A group of counties, federal and state elected representatives, and several small businesses sued Governor Tom Wolf and the Pennsylvania Department of Health Secretary Rachel Levine, claiming their broad, statewide lockdown restrictions on large gatherings and the closing of non-life-sustaining businesses were unconstitutional.
The actions denied the plaintiffs of the right to freely assemble with people of their choice, and of the due process required to stop them from operating their businesses or using their private property.
U.S. District Judge William Stickman IV agreed. He wrote that lockdown orders are “such a dramatic inversion of the concept of liberty in a free society as to be nearly presumptively unconstitutional,” as he ruled the moves to be unconstitutional.

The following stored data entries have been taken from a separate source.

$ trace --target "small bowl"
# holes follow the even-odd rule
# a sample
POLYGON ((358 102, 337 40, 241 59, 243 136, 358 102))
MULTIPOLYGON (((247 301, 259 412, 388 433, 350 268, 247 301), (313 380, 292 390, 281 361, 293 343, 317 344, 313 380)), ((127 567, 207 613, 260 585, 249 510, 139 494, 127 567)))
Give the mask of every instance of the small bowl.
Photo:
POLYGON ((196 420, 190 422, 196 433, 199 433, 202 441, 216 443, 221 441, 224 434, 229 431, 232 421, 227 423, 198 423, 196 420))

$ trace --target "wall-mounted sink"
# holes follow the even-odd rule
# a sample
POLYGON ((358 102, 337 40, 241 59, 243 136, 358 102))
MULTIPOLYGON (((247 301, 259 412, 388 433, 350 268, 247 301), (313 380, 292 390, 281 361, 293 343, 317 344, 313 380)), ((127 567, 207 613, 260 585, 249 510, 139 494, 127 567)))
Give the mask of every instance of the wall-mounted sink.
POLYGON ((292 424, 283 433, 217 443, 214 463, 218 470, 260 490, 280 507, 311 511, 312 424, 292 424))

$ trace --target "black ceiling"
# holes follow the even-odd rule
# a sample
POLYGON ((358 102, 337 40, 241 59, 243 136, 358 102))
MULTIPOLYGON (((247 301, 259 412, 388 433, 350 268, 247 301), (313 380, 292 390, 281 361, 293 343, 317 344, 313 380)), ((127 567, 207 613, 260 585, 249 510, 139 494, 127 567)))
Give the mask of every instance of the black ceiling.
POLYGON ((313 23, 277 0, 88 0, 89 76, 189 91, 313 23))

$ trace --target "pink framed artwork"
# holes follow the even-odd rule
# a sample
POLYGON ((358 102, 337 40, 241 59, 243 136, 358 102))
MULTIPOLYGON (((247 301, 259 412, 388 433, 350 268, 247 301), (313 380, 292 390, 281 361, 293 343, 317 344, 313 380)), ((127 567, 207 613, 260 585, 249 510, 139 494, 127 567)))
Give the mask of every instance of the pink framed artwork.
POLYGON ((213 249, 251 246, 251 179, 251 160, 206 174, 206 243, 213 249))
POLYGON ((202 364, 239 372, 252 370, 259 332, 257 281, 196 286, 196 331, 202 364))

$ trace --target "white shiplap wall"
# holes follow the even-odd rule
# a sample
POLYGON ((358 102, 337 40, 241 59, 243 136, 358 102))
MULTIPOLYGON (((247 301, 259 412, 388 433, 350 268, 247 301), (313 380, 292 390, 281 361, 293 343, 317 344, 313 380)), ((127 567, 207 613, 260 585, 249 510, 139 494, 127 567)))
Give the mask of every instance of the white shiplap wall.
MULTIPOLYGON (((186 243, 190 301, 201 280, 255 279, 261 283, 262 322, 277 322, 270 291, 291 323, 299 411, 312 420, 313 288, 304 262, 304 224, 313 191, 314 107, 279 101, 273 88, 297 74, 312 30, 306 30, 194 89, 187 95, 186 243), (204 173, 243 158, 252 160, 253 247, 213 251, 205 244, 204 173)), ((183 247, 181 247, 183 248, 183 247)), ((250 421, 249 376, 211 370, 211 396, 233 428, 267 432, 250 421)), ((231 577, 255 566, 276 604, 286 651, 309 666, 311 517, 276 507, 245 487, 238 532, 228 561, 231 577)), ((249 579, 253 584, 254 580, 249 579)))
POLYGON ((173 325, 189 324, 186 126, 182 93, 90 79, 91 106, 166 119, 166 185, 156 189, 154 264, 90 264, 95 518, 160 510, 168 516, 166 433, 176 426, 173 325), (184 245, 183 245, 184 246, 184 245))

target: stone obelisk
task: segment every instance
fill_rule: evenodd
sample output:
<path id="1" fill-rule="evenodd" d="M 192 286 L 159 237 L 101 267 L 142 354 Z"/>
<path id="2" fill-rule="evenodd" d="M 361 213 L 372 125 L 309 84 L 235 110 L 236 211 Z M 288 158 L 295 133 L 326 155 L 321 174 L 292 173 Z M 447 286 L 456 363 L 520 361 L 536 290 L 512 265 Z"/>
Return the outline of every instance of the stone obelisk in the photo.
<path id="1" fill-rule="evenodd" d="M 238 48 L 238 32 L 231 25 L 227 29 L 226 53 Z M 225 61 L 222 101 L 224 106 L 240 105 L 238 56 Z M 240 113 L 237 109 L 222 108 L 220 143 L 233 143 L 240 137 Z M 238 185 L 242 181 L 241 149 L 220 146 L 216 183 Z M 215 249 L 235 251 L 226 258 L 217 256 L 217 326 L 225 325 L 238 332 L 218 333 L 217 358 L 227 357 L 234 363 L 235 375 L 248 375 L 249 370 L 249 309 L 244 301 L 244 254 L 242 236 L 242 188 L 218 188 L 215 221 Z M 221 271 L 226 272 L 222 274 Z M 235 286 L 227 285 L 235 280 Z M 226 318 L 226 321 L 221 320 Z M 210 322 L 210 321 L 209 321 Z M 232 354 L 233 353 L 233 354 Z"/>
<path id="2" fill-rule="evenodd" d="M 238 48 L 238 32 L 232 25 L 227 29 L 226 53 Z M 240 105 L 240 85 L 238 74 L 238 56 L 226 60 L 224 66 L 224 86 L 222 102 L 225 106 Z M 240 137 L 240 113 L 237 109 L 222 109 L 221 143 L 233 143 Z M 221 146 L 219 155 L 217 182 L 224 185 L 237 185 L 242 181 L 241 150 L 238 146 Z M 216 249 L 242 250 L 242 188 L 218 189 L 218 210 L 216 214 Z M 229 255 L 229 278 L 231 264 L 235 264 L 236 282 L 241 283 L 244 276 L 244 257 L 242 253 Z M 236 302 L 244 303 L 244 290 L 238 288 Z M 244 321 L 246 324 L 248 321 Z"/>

While those restrictions were “well-intentioned, good intentions toward a laudable end are not alone enough to uphold governmental action against a constitutional challenge. Indeed, the greatest threats to our system of constitutional liberties may arise when the ends are laudable and the intent is good—especially in time of emergency.”
Stickman pointed out that the rules were not narrowly written and were much broader than necessary to achieve the goals of the state. As proof of this, Stickman pointed out the governor allowed people to visit malls, restaurants, and stores in greater numbers than other types of businesses or gatherings, and that large protests, which the governor attended, were also allowed.